I've written one before as a recursive function. If i recall correctly, you pass in a string. if the length of the string is 1, you add it to a collection and return that. if the length is greater than one, you strip of one character and pass that shortened string into the method (thus the recursion). Once you get back the collection of permutations of the shorter string, you insert the one stripped off character at every position in each string in the collection.
so... if you pass in "abc", you'd strip off the 'a', and pass "bc" into the method. you'd then strip off the 'b', and pass the string "c" into the method. this has a length of 1, so you'd insert that into a collection, and return it.
you now back in the iteration where you stripped off the 'b'. So, read the first string in the returned collection, and loop through inserting in the 'b' in every position.
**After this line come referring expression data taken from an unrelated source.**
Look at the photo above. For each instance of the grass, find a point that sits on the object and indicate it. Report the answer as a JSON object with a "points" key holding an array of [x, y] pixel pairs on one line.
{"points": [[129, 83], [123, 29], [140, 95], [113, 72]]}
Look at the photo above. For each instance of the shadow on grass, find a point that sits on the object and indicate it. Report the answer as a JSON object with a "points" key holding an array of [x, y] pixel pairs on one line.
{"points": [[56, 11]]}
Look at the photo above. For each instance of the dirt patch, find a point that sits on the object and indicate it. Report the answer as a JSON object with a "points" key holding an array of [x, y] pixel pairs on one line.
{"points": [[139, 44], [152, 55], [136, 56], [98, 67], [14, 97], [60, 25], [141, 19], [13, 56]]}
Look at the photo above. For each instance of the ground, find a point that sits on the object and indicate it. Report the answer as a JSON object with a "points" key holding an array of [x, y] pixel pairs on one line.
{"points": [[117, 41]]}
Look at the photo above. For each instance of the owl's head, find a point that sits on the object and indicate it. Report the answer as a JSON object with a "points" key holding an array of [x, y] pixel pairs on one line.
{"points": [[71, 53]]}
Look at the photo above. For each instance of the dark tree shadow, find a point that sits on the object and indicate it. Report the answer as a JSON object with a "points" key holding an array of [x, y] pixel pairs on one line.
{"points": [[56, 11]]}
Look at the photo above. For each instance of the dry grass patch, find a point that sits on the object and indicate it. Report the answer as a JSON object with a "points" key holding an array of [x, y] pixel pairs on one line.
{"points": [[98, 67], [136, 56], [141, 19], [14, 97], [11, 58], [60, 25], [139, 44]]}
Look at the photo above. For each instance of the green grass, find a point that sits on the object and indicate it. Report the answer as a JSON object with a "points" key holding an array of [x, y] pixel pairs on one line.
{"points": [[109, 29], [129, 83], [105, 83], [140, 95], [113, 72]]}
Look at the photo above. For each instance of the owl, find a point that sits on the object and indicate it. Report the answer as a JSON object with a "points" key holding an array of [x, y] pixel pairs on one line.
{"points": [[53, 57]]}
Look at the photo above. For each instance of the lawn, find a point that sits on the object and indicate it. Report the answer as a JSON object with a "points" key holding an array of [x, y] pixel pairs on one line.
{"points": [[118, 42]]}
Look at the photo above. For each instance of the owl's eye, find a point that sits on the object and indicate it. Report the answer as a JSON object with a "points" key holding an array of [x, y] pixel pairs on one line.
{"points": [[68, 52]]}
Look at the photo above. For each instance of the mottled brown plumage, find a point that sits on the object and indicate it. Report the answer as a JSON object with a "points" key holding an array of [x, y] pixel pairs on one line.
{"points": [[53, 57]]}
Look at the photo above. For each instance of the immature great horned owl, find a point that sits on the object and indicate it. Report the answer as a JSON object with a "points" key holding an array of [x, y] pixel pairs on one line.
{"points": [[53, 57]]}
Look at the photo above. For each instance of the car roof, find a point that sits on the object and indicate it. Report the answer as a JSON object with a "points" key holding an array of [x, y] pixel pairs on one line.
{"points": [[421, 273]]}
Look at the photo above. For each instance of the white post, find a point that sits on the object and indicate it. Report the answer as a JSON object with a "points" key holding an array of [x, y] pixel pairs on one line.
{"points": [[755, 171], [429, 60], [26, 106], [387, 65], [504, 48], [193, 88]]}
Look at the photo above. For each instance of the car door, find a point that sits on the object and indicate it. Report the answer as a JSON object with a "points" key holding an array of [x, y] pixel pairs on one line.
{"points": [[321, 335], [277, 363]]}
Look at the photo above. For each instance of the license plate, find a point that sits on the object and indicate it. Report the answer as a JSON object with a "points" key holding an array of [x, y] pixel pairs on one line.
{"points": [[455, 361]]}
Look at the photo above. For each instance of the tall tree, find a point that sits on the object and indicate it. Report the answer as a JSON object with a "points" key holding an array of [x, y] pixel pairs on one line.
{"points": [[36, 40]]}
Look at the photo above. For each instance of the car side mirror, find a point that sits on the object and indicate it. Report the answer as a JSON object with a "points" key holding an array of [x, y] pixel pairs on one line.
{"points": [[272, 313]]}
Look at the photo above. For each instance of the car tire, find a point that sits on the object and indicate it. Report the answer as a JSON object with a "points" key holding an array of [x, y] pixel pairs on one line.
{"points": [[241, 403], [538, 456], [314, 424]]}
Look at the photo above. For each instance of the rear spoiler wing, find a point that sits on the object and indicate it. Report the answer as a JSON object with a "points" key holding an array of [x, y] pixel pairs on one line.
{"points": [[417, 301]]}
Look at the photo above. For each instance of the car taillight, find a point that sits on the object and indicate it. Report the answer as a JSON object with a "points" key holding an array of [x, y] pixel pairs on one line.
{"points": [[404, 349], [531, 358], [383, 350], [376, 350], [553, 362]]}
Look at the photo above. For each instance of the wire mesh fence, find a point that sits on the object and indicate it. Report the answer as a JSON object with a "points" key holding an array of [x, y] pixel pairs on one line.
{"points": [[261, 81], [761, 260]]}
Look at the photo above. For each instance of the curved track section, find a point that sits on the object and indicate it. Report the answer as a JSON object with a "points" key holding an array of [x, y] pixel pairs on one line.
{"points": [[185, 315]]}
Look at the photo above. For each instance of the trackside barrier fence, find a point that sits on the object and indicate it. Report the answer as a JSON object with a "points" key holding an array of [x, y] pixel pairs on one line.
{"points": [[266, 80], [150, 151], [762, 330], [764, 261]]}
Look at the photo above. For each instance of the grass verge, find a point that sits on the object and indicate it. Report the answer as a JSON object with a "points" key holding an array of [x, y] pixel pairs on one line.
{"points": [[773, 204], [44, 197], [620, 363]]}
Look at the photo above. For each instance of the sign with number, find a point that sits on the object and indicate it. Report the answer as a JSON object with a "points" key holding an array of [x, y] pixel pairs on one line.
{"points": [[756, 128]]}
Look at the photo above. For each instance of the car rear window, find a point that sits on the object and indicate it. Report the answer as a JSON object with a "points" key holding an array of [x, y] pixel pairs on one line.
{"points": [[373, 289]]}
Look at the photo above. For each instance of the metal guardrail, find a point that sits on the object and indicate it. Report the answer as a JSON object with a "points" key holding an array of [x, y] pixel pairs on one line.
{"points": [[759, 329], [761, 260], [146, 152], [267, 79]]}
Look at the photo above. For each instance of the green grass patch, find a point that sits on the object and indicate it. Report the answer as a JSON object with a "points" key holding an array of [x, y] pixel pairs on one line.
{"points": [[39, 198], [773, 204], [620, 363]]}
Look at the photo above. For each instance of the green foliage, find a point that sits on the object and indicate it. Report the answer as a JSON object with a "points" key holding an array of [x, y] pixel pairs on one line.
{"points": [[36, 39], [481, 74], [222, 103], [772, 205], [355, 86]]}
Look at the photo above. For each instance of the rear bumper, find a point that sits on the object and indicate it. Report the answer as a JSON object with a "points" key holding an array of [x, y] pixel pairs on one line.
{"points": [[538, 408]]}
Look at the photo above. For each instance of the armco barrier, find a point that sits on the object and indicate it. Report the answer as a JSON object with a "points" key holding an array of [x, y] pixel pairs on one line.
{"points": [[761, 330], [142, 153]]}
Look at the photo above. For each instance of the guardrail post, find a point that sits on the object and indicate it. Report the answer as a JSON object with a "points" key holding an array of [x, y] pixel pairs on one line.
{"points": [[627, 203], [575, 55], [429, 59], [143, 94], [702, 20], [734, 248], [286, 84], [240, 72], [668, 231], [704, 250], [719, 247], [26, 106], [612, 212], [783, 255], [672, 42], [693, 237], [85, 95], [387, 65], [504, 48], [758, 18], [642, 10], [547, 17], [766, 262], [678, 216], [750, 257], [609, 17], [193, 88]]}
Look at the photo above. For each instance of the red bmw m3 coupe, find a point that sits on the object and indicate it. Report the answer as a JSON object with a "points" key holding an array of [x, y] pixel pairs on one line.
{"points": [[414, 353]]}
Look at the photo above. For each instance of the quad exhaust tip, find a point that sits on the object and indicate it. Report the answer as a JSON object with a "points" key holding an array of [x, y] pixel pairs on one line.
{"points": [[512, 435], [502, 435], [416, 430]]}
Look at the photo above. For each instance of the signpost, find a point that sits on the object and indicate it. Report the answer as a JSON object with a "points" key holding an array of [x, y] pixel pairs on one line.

This would generate "bc" and "cb". Both of these strings are inserted into a collection, and since there are no more in the collection this method got from it's call, we pass the newly generated one up to the 'a' version.
You'd read the first string, and insert in the 'a' in every possible position, giving "abc", "bac" and "bca". You then read the next string of "cb", and insert the character to give you "acb", "cab", and finally "cba".
It's kind of hard to explain, but it worked.
There are only two hard things in computer science: cache invalidation, naming things, and off-by-one errors
just for the record... I never claimed mine was the best or most efficient. I haven't bothered to search for anything better, or even to calculate how poorly it runs in big-O notation. It was something I needed for my Project Euler work, and was pretty simple to write.